The number of the new COVID-19 infections tripled in Long Beach this week, while area hospitalizations have doubled as the COVID-19 omicron variant continues to surge.
Long Beach on Monday reported 1,413 new cases over the weekend, up from 403 new cases reported the previous Monday. Long Beach also reported 105 people are hospitalized in area, more than double from last week.
Other indicators have also inched higher. The number of people testing positive increased to 5%, up from around 2.8% last week, while the rate of new cases per 100,000 residents more than doubled to 39.
In Los Angeles County, the number of people in hospitals with COVID-19 surpassed the 1,000 mark for the first time since late September, echoing a sharp upward trend in infections and a dramatic increase in the rate of people testing positive for the virus.
According to state figures, there were 1,069 COVID-positive patients in Los Angeles County hospitals as of Tuesday, up from 966 on Monday.
The increase is being closely watched by public health officials concerned that hospitals, which expanded capacity to handle COVID patient numbers that topped 8,000 last January, are less equipped to cope with such an intense surge this winter due to various factors, most notably understaffing.
The county rate of people testing positive for the virus is also rapidly rising. According to the county Department of Public Health, the seven-day average daily rate of people testing positive for the virus rose to 14.5% as of Tuesday.
One week ago, the rate was 3%, while on Nov. 22, it was 0.9%. The increase is attributed to the highly-contagious omicron variant of the virus that can even impact people who are fully vaccinated, though health officials say they are far less likely to become severely ill.

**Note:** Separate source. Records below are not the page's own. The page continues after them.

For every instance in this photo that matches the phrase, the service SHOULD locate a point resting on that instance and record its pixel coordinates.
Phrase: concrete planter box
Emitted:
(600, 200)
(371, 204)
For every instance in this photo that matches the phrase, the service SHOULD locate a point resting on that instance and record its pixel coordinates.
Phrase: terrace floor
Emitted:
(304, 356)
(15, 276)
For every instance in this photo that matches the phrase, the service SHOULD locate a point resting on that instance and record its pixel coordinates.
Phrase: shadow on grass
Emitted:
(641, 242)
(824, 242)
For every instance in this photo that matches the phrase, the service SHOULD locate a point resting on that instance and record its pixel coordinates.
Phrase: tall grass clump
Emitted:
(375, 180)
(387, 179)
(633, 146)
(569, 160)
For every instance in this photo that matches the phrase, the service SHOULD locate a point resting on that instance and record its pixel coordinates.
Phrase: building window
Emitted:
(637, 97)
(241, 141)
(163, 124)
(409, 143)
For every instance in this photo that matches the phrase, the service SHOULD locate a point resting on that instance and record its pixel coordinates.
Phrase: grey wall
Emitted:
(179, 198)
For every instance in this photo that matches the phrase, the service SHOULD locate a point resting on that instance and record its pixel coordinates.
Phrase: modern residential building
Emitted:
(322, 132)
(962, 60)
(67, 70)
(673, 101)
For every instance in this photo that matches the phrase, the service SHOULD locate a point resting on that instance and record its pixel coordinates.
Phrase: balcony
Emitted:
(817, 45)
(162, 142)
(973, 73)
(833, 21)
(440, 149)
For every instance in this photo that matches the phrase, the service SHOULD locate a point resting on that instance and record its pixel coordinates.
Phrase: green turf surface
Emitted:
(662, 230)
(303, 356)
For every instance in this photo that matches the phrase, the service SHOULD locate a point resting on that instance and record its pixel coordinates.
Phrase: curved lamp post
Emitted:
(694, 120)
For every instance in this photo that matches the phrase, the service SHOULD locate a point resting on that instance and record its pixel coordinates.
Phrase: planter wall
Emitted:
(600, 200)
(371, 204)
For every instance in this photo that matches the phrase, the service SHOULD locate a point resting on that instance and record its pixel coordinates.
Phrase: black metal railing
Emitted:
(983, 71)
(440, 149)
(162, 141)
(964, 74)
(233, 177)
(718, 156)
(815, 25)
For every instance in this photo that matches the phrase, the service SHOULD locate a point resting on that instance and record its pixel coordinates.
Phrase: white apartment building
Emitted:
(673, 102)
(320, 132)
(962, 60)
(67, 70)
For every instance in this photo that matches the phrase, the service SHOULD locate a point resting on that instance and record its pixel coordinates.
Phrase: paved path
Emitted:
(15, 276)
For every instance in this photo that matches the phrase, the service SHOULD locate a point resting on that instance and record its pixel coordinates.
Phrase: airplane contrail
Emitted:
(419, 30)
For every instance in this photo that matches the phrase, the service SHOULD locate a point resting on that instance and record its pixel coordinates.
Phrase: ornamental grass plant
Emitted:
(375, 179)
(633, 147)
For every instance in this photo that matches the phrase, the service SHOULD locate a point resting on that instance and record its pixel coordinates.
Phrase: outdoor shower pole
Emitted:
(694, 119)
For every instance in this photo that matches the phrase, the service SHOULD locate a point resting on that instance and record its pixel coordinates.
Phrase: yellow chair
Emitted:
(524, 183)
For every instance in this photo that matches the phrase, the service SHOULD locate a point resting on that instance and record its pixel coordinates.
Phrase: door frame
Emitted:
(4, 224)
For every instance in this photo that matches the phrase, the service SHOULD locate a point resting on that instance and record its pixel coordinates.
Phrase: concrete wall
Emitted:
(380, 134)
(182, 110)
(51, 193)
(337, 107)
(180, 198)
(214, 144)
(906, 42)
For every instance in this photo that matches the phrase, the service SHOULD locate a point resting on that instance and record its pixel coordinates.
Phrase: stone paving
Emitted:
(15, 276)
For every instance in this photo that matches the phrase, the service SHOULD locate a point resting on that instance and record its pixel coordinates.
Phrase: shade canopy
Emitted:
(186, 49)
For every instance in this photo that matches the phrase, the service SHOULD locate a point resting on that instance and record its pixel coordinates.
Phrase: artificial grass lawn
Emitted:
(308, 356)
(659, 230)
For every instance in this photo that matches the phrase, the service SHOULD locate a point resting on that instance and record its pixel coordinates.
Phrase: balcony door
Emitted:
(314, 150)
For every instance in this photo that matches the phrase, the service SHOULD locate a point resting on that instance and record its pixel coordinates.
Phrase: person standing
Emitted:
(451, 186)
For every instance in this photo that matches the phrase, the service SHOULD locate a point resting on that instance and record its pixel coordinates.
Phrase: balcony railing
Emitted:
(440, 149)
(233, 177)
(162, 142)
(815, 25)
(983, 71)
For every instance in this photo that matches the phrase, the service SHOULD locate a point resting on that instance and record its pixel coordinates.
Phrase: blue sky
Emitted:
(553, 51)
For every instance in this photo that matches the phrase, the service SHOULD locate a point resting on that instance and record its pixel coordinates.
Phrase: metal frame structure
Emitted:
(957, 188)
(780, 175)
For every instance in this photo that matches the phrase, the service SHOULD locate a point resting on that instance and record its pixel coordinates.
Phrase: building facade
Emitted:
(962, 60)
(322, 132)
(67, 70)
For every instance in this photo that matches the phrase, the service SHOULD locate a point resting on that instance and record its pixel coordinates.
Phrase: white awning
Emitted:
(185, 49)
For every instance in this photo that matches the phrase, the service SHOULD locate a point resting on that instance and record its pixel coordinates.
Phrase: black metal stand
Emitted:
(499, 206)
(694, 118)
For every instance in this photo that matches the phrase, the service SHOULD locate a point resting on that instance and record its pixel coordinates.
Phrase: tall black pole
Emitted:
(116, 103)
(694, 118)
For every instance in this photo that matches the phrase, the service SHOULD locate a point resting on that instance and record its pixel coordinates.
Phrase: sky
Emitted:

On Tuesday, the county reported another 9,473 new COVID infections, bringing the cumulative pandemic total number of infections to 1,632,893.
Another 22 virus-related deaths were also reported, raising the county’s death toll to 27,576. Long Beach on Monday reported one new death for a city total of 1,068.
“… While we all wish that 2022 would begin without the continued tragedy of serious illness and death associated with COVID, we are instead facing the prospect of an alarming surge that requires every person to act with intentionality: get vaccinated and boosted, get tested, and please, always wear a mask around others,” County Heath Director Barbara Ferrer said in a statement Tuesday. “These are the tools we have to try to keep each other safe over the holidays.”
City News Service contributed to this report.